Twenty years ago this summer, Phyllis Magrab from the Georgetown Center for Child and Human Development Center and Liz piloted a two-day training for family advocates on interest-based negotiation. Grounded in the work of Fisher and Ury and with the help of Greg Abel from Sound Options Group, LLC, we sat in a coffee shop and outlined a training curricula that we hoped would help participants that were feeling somewhat adversarial in their advocacy find a more collaborative way of partnering.
Over the years, we refined this training for special educators, mental health providers, cross system groups and the United States Air Force. It has reemerged as a skill based training for those who want to collaborate effectively. We have refined the content and created new interactive ways of delivering it and have provided it to NITT grantees for Project AWARE and Healthy Transitions and youth and family groups in State SOC expansion sites.

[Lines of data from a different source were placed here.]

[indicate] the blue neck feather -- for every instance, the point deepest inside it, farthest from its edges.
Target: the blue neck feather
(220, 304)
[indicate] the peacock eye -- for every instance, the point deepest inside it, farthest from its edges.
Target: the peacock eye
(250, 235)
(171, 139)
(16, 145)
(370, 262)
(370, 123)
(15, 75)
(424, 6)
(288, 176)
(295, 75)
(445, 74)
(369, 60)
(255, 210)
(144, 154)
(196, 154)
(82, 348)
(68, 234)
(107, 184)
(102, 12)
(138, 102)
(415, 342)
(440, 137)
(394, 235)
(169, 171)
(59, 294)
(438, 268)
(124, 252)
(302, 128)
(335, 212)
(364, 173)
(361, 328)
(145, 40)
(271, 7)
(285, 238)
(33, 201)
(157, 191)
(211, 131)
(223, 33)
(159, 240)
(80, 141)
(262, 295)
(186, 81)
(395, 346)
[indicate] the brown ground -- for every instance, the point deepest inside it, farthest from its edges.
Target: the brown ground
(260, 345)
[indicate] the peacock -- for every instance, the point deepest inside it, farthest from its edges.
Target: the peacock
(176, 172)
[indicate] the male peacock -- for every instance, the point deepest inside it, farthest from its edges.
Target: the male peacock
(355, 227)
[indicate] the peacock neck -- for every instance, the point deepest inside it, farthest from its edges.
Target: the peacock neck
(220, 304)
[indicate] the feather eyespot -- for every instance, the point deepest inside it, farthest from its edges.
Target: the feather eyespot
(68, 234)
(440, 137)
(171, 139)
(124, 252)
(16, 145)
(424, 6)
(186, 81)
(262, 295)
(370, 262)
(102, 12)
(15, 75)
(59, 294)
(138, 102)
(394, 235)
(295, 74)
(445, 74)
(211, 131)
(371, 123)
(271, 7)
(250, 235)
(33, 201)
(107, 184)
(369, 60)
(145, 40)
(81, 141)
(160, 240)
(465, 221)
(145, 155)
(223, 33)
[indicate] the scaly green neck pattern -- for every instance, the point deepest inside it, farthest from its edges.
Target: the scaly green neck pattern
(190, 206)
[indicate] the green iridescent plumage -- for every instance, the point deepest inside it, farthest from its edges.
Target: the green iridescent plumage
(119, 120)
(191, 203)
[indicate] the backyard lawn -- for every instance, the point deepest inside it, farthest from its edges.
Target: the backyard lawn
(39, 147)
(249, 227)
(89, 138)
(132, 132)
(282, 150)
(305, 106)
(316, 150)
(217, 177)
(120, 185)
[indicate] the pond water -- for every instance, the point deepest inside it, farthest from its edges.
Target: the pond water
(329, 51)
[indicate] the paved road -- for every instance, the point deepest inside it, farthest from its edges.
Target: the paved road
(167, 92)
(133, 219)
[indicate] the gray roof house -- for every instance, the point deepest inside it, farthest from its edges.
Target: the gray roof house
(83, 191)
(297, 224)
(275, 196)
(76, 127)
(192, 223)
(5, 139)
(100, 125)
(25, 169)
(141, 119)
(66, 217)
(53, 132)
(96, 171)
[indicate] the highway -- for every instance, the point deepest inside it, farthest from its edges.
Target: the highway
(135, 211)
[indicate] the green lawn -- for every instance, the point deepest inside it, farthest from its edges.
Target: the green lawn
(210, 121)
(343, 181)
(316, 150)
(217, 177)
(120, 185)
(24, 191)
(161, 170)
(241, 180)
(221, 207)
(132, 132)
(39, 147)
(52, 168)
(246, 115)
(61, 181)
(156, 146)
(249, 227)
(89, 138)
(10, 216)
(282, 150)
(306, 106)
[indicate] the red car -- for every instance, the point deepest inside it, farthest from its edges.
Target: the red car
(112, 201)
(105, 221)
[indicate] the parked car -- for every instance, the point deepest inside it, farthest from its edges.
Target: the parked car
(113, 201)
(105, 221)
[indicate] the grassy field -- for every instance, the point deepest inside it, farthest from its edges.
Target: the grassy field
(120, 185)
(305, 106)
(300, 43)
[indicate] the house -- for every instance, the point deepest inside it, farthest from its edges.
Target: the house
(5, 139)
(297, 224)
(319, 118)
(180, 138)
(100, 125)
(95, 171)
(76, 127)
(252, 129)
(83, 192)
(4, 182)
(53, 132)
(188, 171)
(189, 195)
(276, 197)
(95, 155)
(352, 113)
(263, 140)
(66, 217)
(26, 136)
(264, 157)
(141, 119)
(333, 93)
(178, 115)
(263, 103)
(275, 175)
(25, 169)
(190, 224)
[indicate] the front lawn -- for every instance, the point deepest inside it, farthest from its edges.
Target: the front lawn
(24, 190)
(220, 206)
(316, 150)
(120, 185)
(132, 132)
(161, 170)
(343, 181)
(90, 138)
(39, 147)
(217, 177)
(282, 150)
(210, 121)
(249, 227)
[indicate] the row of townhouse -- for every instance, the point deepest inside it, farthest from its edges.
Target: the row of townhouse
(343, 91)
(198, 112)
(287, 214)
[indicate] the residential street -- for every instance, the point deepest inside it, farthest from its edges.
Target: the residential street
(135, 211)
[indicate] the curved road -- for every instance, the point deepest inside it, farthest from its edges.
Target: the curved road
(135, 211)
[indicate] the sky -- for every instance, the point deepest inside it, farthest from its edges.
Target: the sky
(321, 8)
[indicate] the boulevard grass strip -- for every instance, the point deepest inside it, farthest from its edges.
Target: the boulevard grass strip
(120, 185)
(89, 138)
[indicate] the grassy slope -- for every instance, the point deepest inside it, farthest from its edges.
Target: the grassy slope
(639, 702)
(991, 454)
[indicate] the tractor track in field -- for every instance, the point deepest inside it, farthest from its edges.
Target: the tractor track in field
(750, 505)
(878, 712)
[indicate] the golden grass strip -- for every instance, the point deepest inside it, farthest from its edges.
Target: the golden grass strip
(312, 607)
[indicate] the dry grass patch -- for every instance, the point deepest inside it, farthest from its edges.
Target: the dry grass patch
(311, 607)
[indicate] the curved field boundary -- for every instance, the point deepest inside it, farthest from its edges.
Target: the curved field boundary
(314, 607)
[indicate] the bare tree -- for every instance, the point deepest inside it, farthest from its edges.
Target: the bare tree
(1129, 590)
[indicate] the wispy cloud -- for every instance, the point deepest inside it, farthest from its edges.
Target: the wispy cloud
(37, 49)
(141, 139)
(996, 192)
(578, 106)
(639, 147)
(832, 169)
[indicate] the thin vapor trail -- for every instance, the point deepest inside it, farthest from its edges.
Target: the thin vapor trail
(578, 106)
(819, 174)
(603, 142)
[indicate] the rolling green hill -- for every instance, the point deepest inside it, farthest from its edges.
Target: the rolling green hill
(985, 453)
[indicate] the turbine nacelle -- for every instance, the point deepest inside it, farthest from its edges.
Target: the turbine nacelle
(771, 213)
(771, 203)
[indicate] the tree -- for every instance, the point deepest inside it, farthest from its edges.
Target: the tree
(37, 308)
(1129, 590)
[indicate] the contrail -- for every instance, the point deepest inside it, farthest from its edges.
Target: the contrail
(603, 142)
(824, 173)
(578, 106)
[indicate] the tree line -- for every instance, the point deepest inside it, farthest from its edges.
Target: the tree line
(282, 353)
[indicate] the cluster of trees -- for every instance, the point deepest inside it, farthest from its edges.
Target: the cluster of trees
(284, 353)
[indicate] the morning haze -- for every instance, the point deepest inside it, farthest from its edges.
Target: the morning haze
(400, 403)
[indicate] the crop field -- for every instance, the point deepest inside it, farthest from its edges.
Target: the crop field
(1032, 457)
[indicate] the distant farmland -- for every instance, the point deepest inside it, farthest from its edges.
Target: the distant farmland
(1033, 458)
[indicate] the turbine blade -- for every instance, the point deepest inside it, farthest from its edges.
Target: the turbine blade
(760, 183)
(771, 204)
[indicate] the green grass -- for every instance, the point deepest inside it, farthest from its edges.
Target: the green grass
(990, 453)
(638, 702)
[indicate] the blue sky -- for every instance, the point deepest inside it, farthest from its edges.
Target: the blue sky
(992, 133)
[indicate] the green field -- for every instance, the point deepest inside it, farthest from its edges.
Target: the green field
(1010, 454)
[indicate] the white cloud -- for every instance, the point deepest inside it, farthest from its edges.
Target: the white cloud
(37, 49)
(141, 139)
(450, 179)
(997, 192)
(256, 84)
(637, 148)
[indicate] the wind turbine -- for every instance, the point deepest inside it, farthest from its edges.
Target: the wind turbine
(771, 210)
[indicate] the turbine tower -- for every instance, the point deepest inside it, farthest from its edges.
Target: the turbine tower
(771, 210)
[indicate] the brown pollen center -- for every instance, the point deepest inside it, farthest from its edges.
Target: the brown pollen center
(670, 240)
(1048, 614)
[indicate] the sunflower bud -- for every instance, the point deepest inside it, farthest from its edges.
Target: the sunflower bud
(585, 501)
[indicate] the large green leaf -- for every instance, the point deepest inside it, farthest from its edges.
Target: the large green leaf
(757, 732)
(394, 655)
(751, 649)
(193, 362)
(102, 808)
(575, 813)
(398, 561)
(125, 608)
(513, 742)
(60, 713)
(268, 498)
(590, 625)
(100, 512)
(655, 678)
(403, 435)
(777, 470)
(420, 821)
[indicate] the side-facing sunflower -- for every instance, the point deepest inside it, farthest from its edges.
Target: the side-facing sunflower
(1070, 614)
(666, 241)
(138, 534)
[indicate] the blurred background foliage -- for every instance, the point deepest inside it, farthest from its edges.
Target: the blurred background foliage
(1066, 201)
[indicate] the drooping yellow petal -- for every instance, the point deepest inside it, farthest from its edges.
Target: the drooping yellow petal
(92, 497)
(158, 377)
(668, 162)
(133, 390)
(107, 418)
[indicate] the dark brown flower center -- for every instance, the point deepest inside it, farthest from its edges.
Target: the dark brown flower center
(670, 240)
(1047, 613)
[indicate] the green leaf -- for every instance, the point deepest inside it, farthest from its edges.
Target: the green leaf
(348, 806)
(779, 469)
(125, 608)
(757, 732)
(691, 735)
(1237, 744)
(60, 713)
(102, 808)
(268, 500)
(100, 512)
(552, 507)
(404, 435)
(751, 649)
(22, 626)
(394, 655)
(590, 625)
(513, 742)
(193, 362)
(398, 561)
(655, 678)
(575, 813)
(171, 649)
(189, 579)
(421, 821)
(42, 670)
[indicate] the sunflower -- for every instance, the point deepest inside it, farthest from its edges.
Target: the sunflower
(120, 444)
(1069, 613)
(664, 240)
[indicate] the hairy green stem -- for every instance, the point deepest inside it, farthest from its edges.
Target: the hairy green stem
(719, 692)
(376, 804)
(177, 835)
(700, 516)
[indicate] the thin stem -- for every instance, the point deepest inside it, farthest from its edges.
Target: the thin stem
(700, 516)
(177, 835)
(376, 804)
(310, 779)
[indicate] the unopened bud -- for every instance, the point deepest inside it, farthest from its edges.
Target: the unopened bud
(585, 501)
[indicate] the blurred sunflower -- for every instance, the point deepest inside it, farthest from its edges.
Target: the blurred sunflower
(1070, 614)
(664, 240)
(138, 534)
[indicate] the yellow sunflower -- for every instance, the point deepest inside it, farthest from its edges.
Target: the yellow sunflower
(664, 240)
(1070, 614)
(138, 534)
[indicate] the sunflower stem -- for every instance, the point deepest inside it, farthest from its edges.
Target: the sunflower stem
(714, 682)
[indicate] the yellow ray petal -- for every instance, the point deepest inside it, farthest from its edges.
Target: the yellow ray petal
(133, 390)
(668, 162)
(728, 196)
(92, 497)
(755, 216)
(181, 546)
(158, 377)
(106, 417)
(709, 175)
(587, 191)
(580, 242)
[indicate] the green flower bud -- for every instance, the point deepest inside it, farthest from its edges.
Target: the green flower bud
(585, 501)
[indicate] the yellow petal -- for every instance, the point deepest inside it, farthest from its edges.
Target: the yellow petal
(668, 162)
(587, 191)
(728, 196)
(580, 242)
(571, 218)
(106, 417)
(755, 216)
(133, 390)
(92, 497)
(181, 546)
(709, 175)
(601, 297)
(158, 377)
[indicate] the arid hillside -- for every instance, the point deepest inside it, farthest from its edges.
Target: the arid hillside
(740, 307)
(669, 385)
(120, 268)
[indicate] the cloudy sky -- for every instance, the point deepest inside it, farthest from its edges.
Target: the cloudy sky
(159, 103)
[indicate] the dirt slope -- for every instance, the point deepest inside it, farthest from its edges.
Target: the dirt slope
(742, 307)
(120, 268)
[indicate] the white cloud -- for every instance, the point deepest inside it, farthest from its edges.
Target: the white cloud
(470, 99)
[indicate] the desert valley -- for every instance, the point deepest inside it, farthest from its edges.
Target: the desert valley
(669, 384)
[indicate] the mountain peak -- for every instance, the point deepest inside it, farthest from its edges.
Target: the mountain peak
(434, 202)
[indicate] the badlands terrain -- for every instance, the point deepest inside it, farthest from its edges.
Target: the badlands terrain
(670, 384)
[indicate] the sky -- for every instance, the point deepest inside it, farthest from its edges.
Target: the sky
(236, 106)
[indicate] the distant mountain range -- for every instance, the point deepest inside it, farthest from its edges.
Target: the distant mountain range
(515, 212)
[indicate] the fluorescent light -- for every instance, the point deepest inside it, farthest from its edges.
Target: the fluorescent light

Most of us don’t learn negotiation skills (unless, like me, you went to law school – and those skills are slightly different). Our instinct may be to go into our meetings with our outcomes already fleshed out and we are ready to persuade others to get on board with our ideas. Interest based negotiation is about becoming curious about why you are focused on a certain outcome and, as important, why others are focused on theirs. The ultimate goal is to create a mutually satisfactory outcome.
This training is an opportunity for leaders in diverse groups to come together to learn about and practice negotiation skills in order to participate effectively in collaboration. Participants will learn what it means to negotiate and collaborate to create positive change, practice communication skills that are fundamental in negotiation and identify and address the challenges of conflict and change.